Retired army regular officer Clement Puah Neo took to his Facebook on Wednesday (10 June) to share an image of a graph depicting the number of new COVID-19 cases confirmed daily by the Ministry of Health (MOH) from 1 to 9 June, which showed a downturn in the number of new cases per day.

From 2 to 4 June, there were upwards of 500 new cases announced each day. However, on 5 June, there were only 261 new cases. After that, the number of new cases per day stayed below 500 at 344 new cases on 6 June, 383 on 7 June, 389 on 8 June, 218 on 9 June, and 451 on 10 June.

The image noted that the MOH had stated that the lower number of new cases per day was due to fewer swabs being conducted.

Specifically, the Ministry said in its 5 June update, “The lower number of cases today is partly due to fewer swabs being conducted.” The Ministry, however, did not provide further explanation in the update on why fewer tests were being conducted.

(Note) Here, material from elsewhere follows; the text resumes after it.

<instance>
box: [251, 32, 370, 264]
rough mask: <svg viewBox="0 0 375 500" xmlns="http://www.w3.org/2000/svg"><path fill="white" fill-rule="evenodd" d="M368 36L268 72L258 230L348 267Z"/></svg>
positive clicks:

When a similar drop in daily cases occurred on 11 May – 486 new cases which at the time, was significantly lower than the daily reports from preceding days – the MOH noted then that the lower numbers were partly due to fewer tests being processed at the laboratory as one of the test kits was being recalibrated.

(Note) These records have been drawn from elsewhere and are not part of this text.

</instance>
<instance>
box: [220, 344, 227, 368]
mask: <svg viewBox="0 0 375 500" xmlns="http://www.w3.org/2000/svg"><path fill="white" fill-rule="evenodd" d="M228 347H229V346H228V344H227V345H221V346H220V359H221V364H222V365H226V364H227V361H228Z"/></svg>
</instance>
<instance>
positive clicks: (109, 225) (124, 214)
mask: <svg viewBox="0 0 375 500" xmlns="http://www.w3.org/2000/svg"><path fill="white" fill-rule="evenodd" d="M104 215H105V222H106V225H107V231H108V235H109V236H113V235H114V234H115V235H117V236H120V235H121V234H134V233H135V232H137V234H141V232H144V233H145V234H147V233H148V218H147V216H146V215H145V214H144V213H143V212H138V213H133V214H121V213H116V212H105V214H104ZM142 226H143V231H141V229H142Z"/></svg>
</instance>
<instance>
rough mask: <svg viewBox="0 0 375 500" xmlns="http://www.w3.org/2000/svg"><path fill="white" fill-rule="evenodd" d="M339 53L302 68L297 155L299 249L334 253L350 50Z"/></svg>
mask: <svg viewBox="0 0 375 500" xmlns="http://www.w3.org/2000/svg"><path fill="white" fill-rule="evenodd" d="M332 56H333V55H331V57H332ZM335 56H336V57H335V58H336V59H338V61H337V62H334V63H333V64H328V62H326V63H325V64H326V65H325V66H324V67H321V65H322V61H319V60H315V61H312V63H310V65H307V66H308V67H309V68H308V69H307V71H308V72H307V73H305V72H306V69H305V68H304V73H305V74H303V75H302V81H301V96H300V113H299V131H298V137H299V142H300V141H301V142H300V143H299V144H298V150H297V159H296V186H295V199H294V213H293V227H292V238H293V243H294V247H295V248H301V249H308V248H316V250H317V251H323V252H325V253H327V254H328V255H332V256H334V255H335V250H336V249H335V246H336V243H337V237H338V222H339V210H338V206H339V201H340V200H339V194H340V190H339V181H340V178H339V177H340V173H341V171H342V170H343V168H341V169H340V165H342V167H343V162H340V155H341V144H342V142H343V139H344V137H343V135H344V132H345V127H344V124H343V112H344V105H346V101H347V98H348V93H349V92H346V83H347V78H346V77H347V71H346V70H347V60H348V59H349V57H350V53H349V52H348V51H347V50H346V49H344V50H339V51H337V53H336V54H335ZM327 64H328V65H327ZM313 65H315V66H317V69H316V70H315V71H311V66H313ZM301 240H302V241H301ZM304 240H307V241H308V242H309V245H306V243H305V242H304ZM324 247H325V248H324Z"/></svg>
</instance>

Coming back to the image shared by Mr Puah Neo yesterday, a connection was made which infers that fewer tests being conducted means fewer confirmed cases. This notion was described as “common sense”.

It went on, “From an average of about 370 new cases in the preceding 3 days, it appears that the sudden drop to 218 new cases [on 9 June] is likely due to fewer tests conducted.”

“It would do well for MOH to be transparent instead of conducting fewer tests to achieve a lower figure for confirmed cases.”

Mr Puah Neo, in his caption accompanying the image, demanded to know how many tests are being conducted each day now.

He wrote, “Can Singapore and true blue Singaporeans be told how many tests are now being done please?”

“I believe that’s a most reasonable request from a concerned Singaporean who gave 30 years of his life including all of his youth serving the nation and contributing to the well-being of Singapore!”

Taskforce has consistently emphasised that testing capacity is increasing

Interestingly, the multi ministry taskforce has repeatedly stated that Singapore is increasing its testing capacity.

On 27 April, Health Minister Gan Kim Yong remarked,  “Our testing capacity for migrant workers is about 3,000 a day. We have not reduced it. Instead we have been increasing the capacity of testing of our migrant workers. The rate of testing has not slowed.”

On the same day, the MOH said in a statement, “To date, Singapore has tested about 2,100 per 100,000 persons.”

Later on 19 May, the MOH’s director of medical services Associate Professor Kenneth Mak noted in a briefing that over 281,000 COVID-19 tests have been conducted so far on 191,000 unique individuals.

However, according to data collated by statistics site Our World in Data, Singapore has only conducted an average of 7.6 tests for each confirmed case since the COVID-19 outbreak started. This is compared to 18 test in Japan, 84.9 in South Korea, and 250.4 tests in New Zealand.

According to Our World in Data, Singapore’s test numbers are based on reports from the MOH on the number of people that have been tested and the number of swab tests that have been conducted, both of which the Ministry started reporting on 10 April.

The site noted that countries with very few tests per confirmed case are unlikely to be testing widely enough to find all cases.

Ultimately, Mr Puah Neo’s question pretty much stands; can the Government say how many tests are being done and how many are being processed each day?